The osteoarthrosis in the obese at the level of the joints that support the weight of the body, is frequent, by altering its biomechanics and having to support great tensions above the normal resistance of the tissues the appearance of the minimally invasive surgery of the spine allows the surgery with less damage to soft tissues (muscles and ligaments) compared to open surgery, the potential benefits of MI surgery they are: better cosmetic results thanks to smaller incisions that heal better less blood loss during surgery. less muscle injury, with which recovery is faster (2-3 days of hospital stay) and the need for much less rehabilitation, less risk of infection, as there is much less tissue exposed during the intervention, less postoperative pain derived from the minimal tissue injury.
We included Degenerative Disc Disease patients undergoing surgical management with lumbar instrumentation, were divided into two groups according to their body mass index in obese (MIS) and obese (standard). An Oswestry questionnaire of functional capacity was applied to them preoperatively and one year later, the correlation between it and the BMI was measured. We included 50 patients in each group, 56 women and 44 men from 2014 to 2016. Clinical variables (such as return to work, hospital stay and postoperative pain) and variables measured intraoperatively (surgery time and loss of life) were evaluated. intraoperative blood).

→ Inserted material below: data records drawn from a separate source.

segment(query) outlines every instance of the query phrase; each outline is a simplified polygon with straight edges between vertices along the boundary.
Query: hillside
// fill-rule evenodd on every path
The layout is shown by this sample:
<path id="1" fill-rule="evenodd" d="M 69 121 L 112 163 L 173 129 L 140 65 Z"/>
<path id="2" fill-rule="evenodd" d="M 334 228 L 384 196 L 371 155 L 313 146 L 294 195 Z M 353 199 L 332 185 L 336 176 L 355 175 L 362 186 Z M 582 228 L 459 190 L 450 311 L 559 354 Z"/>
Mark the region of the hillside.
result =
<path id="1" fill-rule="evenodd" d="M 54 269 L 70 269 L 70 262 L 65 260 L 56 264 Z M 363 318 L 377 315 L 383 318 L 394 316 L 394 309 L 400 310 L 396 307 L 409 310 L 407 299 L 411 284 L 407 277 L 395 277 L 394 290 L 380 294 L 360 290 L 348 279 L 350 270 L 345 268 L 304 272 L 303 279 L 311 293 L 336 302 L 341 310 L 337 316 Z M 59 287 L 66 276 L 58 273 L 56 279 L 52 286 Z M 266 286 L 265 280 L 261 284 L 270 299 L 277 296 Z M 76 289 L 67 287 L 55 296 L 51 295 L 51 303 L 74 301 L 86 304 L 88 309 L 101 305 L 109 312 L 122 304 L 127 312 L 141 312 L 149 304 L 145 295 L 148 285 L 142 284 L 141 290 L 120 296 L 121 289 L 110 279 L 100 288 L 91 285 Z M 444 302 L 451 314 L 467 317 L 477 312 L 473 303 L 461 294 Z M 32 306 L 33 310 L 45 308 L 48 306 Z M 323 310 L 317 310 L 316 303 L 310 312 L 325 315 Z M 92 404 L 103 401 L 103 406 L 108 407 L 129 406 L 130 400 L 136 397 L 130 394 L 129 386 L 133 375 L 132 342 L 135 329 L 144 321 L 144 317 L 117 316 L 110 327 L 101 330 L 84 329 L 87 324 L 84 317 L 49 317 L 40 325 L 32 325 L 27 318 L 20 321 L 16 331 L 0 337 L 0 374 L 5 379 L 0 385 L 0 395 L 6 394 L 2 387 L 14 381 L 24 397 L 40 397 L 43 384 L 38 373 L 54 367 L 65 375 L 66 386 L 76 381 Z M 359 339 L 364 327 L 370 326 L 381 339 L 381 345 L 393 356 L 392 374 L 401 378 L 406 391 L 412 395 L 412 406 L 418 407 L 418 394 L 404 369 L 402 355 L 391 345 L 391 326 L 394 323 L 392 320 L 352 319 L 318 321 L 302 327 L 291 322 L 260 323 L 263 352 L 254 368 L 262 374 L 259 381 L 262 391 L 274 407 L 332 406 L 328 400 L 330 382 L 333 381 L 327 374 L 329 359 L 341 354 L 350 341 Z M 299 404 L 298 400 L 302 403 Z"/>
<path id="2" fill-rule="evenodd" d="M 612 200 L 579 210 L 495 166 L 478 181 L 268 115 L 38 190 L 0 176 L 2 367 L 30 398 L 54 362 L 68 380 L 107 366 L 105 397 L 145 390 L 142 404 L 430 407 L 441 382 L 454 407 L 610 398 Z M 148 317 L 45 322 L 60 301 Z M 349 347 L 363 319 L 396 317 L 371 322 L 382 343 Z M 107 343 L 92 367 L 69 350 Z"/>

Patients treated with minimally invasive surgery techniques obtained better results comparing them with open surgery techniques and conservative methods, with a shorter hospital stay and greater speed at the time of recovering their work and social life. As for the other variables studied (especially the radiological ones, such as the height of the vertebral body or the kyphotic angle), there are no significant differences between the different therapeutic techniques. The average of the presurgical Oswestry disability index in obese patients was 47%, with one-year postsurgical follow-up, with an index of disability in obese patients of 23.84%.
Obesity has been associated with longer surgical times, greater intraoperative blood loss, more surgical wound infections, higher incidence of postoperative thromboembolism, higher probability of peripheral nerve injury, higher overall mortality and worse wound healing of the surgical wound. The published works in which this issue is addressed are all retrospective series of cases [5,6]. An increase in surgical time implies more time anesthetic and may be associated with a higher rate of complications due to tissue ischemia that involves maintaining soft tissue retractors or retractors for longer periods of time. In addition, it can increase the likelihood of contamination of the surgical field as the time of surgical exposure increases. A larger surgical field can lead to an increase in blood loss and greater chances of surgical bed hematoma and the need for transfusion (Figure 1,2).
In the obese (BMI> 30) it at least doubles and, often triples, the rate of the non-obese. These data have been corroborated . In the metanalysis of Shiri et al.9 where 93,183 are collected subjects and a global infection risk of 2.33 is reported times greater in the obese (95% CI: 1.97-2.79). This same study confirmed the relationship between obesity and incidence of thromboembolism (OR: 3.15, 95% CI: 1.92-5.17), mortality (OR: 2.6, 95% CI: 1.50-4, 49), need for revision surgery (OR: 1.43, 95% CI: 1.05-1.93), longer surgical time (OR: 14.55, 95% CI: 10.03-19.07) and greater blood loss (MD: 28.89, 95% CI: 14,20-43,58) [8,9].
BMI> 30% with the MIS technique presented a more favorable clinical evolution compared to the group of Obese patients with Standard surgery. The effect of minimally invasive surgery seems like a good alternative in these patients although, for the moment, is insufficiently substantiated in the literature. After this study, it is the technique of choice in our unit.